Suite à la découverte d'un artefact dans la chambre forte de la zone négative, Black Cat et Mary Jane Watson sont propulsées dans un passé alternatif. Peter Parker n'a jamais été mordu par une araignée radioactive, Gwen Stacy n'est pas morte... Et si c'était une chance à saisir ?
Alors, tout d'abord, un point sur la série : dans les dernières sollicitations Marvel pour le mois de Juin prochain, on a pu voir que Black Cat #11 serait publié. Ce qui signifie que le titre n'est pas annulé. Mais ça reste à confirmer et pour cela il faudra attendre le catalogue pour Juillet (qui devrait être disponible la semaine prochaine).
Je reste donc prudent même si je suis heureux que ça ne se termine pas au #10 comme la rumeur le suggérait. Ce qui paraît plus certain en revanche, c'est que le mois prochain s'achèvera cet arc avec Black Cat et Mary Jane Watson/Venom, dont l'intrigue connaît ici un sort qui est loin d'être un simple amusement.
G. Willow Wilson est une scénariste qui excelle dans la caractérisation de ses personnages : elle réussit souvent à les rendre sinon réalistes en tout cas multidimensionnels, ce ne sont pas de simples héros ou méchants, d'un bloc. C'est particulièrement remarquable dans Poison Ivy et, si elle s'est montrée d'humeur plus légère avec Black Cat, cette fois elle se fait un peu plus grave.
Souvent les bons scénaristes se distinguent par leur capacité à faire ressortir des personnages quelque chose de riche, de profond, alors même que leur situation récente frustre les fans. Et c'est ce qui se passe ici avec MJ Watson, dont beaucoup se demandent ce qui a pris à Marvel d'en faire l'hôte de Venom ou de la marier à Paul Rabin.
Si j'aime beaucoup l'idée d'en avoir fait Venom, il est vrai que Paul Rabin est un vrai caillou dans la chaussure, c'est un peu le Terry Long moderne (référence au mari de Donna Troy dans New Teen Titans). Sans charisme, introduit de manière grotesque, il est devenu ce type que personne ne peut supporter. D'autant plus quand on a lu Ultimate Spider-Man par Hickman où Peter et MJ formaient un couple avec enfants.
En attendant de savoir ce que Paul Rabin deviendra (même si le crossover Death Spiral donne une indication...), G. Willow Wilson avec son voyage dans une temporalité alternative explore ce qui aurait pu advenir des "femmes de Peter Parker". Une sorte de mini What if...? en somme, où Gwen Stacy ne serait pas morte (et mariée à Flash Thompson), où Felicia Hardy aurait épousé Peter, où MJ serait devenue une star de cinéma...
Mais, cruauté savoureuse, Wilson ausculte aussi ce qui se serait certainement passé avec les années qui se seraient écoulées dans ce monde-là. Felicia Hardy rejetée par ses enfants, MJ doublée par de plus jeunes actrices. Subsiste l'amitié entre elles deux et la prise de conscience commune et simultanée que, finalement, leurs vraies vies valent quand même le coup.

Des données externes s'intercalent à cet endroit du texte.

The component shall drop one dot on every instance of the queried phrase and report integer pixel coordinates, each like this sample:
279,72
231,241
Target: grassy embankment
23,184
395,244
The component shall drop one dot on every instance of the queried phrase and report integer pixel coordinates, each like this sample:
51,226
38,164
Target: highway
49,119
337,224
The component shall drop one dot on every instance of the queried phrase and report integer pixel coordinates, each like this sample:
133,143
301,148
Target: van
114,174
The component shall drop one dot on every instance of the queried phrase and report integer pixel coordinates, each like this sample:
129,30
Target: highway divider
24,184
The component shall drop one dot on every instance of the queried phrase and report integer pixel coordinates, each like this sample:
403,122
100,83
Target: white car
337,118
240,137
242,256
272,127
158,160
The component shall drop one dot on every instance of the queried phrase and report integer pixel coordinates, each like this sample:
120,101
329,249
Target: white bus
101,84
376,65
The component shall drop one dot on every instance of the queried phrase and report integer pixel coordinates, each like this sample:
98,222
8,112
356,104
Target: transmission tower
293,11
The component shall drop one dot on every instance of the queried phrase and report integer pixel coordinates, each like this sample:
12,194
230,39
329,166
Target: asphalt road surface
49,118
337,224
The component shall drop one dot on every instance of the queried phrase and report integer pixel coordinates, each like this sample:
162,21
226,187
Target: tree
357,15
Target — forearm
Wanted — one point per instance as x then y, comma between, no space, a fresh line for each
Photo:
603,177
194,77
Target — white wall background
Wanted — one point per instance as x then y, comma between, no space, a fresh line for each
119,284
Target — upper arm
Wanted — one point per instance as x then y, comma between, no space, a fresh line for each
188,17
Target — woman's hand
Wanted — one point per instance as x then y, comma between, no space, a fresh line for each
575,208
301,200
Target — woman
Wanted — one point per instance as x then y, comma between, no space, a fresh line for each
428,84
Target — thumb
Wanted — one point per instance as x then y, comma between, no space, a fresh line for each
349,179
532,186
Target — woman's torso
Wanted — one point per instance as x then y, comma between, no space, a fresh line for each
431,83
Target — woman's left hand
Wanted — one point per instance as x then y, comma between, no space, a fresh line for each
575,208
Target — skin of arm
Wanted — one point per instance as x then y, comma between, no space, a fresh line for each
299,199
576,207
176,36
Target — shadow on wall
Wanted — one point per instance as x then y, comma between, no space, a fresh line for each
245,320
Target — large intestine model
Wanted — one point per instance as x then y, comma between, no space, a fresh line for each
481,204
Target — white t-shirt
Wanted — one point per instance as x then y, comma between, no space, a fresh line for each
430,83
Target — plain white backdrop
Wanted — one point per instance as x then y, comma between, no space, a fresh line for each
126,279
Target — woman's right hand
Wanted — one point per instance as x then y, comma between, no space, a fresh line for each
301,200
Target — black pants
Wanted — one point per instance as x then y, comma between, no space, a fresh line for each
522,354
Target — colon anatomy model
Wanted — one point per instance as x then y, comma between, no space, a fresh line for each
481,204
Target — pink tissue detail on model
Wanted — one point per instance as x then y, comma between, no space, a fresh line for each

La mélancolie, à peine perturbée par un saut dans un futur complètement zinzin lui, rend l'épisode étonnamment touchant. Etonnamment parce qu'on est saisi par la lucidité de ce que les deux héroïnes traversent. Et aussi parce qu'on ne s'attendait pas à ça après 8 épisodes plutôt rigolos, bondissants, décalés. Black Cat est décidément une série surprenante.
Et la dernière page ménage un rebondissement intrigant qui pourrait révéler l'identité de celui qui veut compromettre MJ...
Gleb Melnikov se montre très à l'aise dans ce registre plus intimiste et son trait très expressif convient à merveille au script de Wilson. Andrés Genolet vient lui prêter main forte et dessine les pages 15 à 19 (la scène dans le futur) en réussissant à imprimer rapidement sa marque (bon sang, donnez à Genolet une série ! Il mérite mieux que de jouer le fill-in).
Plus que jamais j'espère que Black Cat va durer parce que c'est vraiment un projet très sympa, formidablement écrit et dessiné, et qui fait du bien à Marvel.